The well-known crusty bread of central Italy is made without salt which, for many, enhances the savory tastes of prosciutto and pecorino (sheep’s milk) cheeses, both high in salt content. Why is there no salt in the bread of Umbria, Latium, the Marches, and areas of Tuscany?
Explanations vary from geographical to culinary to historical in nature. The distance from the sea to these regions and consequent difficulty in transport of salt is one theory. Another is the prevalence of salt in the salami, capocollo, prosciutto, sausages, pancetta (bacon), as well as cheeses, all made by rural families of these areas.
The most prevalent theory, without historical foundation, is the 16th - Century Guerra del Sale (“Salt War”) in Perugia, under Papal yoke. Present-day Umbria, the Marches, Latium, Abruzzo, and a part of Emilia Romagna were all Papal States. To increase Papal income, the Farnese Pope Paul III levied a heavy tax on salt. As salt was an essential preservative in foods, it could be eliminated only in bread.

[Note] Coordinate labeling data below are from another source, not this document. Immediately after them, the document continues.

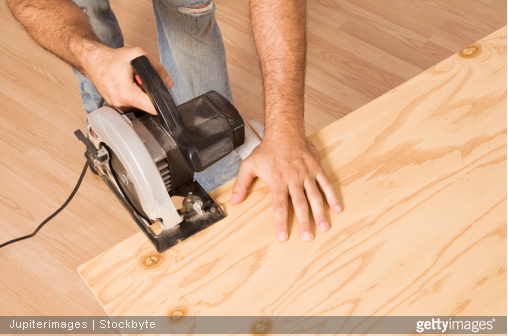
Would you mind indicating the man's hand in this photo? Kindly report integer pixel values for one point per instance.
(63, 28)
(111, 72)
(290, 167)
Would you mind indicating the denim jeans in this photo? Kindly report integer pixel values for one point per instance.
(191, 50)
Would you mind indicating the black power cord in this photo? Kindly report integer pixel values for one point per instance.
(54, 213)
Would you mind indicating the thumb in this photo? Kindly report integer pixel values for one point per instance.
(163, 73)
(140, 99)
(242, 183)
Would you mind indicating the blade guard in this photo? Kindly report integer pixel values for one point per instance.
(116, 132)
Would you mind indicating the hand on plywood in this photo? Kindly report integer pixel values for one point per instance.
(112, 74)
(290, 167)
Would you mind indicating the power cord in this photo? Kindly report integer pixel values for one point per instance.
(54, 213)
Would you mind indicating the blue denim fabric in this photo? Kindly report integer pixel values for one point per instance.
(191, 49)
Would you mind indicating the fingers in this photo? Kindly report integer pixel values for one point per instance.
(331, 196)
(280, 211)
(242, 183)
(301, 208)
(139, 99)
(316, 204)
(163, 73)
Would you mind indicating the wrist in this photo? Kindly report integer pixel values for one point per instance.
(93, 56)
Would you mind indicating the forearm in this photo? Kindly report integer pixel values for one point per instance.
(280, 35)
(62, 28)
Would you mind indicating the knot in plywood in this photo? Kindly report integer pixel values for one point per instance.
(151, 260)
(261, 326)
(472, 51)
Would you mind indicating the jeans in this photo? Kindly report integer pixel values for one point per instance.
(191, 50)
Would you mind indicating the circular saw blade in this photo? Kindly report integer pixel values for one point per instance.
(148, 191)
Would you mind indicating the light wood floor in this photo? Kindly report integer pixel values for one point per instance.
(357, 51)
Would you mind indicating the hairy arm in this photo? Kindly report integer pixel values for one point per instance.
(279, 31)
(62, 28)
(285, 159)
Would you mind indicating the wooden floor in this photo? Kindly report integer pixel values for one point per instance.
(357, 51)
(423, 231)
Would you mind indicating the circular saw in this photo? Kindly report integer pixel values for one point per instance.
(148, 159)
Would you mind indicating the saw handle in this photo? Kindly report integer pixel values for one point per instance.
(200, 152)
(151, 83)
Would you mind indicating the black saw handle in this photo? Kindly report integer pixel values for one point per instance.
(198, 153)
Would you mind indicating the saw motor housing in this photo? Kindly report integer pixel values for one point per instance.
(147, 159)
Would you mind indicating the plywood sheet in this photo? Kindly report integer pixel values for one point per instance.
(422, 175)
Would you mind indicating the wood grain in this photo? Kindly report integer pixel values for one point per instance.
(41, 107)
(422, 173)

Nowadays, few Umbrian farm women make bread in their outdoor bread ovens as they used to in the 1970’s. Once a week, they would come down the steps leading from the farm kitchen balancing wooden boards topped with loaves of bread on their heads. The outdoor stone bread oven was fired up with kindling and was ready to receive the loaves.
You can still see them outside the farmhouses, perhaps rarely used now for baking breads, though many are used for roasting geese and other meats at times. Whatever its origins, saltless bread is the welcoming taste of Umbria.